Search code examples
pythonregexmatchingpython-re

How do I capture a price with thousand and decimal separator with regex in python


I currently have a code working but the only flaw is that I did'nt set the regex python code in the optimal way.

The original text contains an amount in thousands hundred thousands and millions. With no decimal. I mean it has decimal but always ",00".

Example line in Text:

Debt 1 of 2 for an amount of: $ 58.610,00, Unpaid

Right now with the following code is capturing millions fine but less than 100,000 is skipping one digit.
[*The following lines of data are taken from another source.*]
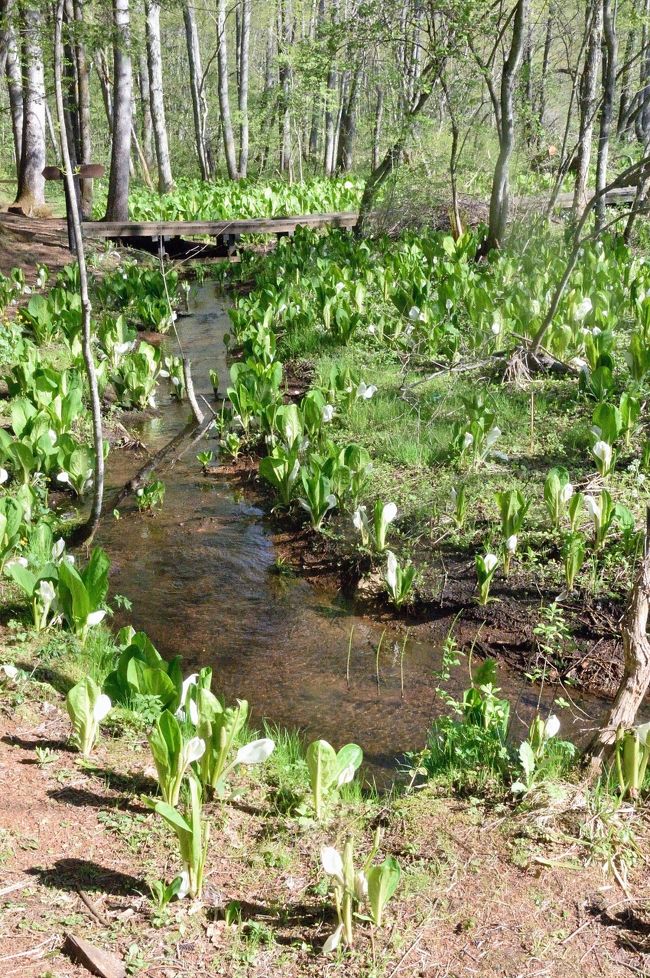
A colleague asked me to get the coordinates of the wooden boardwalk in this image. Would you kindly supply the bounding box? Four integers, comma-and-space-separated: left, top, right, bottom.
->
82, 211, 359, 240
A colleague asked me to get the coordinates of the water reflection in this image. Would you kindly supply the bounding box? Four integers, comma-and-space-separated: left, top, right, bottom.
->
101, 285, 616, 778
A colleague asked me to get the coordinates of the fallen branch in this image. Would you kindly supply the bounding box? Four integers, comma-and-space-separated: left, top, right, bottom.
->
110, 414, 215, 509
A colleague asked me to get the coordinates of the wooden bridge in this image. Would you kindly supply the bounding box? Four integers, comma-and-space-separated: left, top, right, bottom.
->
0, 187, 636, 258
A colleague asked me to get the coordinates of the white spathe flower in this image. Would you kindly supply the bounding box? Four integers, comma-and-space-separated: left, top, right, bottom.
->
5, 557, 29, 570
544, 714, 560, 740
235, 737, 275, 764
560, 482, 574, 505
483, 554, 499, 574
189, 700, 199, 727
352, 506, 368, 532
320, 846, 343, 883
93, 693, 113, 723
381, 503, 397, 523
37, 581, 56, 604
357, 380, 377, 401
179, 672, 199, 706
386, 550, 397, 591
354, 869, 368, 903
592, 441, 612, 471
323, 924, 343, 954
183, 737, 205, 767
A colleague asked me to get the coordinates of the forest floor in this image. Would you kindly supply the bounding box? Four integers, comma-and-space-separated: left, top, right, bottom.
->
0, 219, 650, 978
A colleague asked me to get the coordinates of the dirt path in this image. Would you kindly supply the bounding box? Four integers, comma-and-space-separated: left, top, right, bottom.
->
0, 212, 71, 282
0, 701, 650, 978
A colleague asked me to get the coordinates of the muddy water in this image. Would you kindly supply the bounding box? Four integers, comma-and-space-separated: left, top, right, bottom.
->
101, 285, 604, 781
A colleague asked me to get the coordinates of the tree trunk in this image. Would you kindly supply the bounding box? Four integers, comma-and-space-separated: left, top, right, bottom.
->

regex = r"(\d+).(\d+).(\d+),(\d+)"
            match = re.search(regex, line, re.MULTILINE)
            print = "$"+match.group(1)+match.group(2)+match.group(3)

It captures like this:

$5860

But target is like this:

$58610

If the amount is in millions it captures fine, I had to do it like that because the currency that I'm working with it has big amounts. So I constantly manage those kind of quantities.

Regards


Solution

  • You can use the following regex to extract your expected matches and remove the thousand separator afterwards:

    \$\s?(\d{1,3}(?:\.\d{3})+)(?:,\d+)?(?!\d)
    

    You need to get Group 1 value, remove periods from it and reappend $ at the start. See the regex demo. Details:

    • \$ - a $ char
    • \s? - an optional whitespace
    • (\d{1,3}(?:\.\d{3})+) - Group 1: one to three digits, and then one or more occurrences (since you only want to match thousands and more) of . and three digits
    • (?:,\d+)? - an optional sequence of a comma and one or more digits
    • (?!\d) - no digit is allowed immediately on the right.

    See the Python demo:

    import re
    text = 'Debt 1 of 2 for an amount of: $ 58.610,00, Unpaid'
    match = re.search(r'\$\s?(\d{1,3}(?:\.\d{3})+)(?:,\d+)?(?!\d)', text)
    if match:
        print(f"${match.group(1).replace('.', '')}")
    
    # => $58610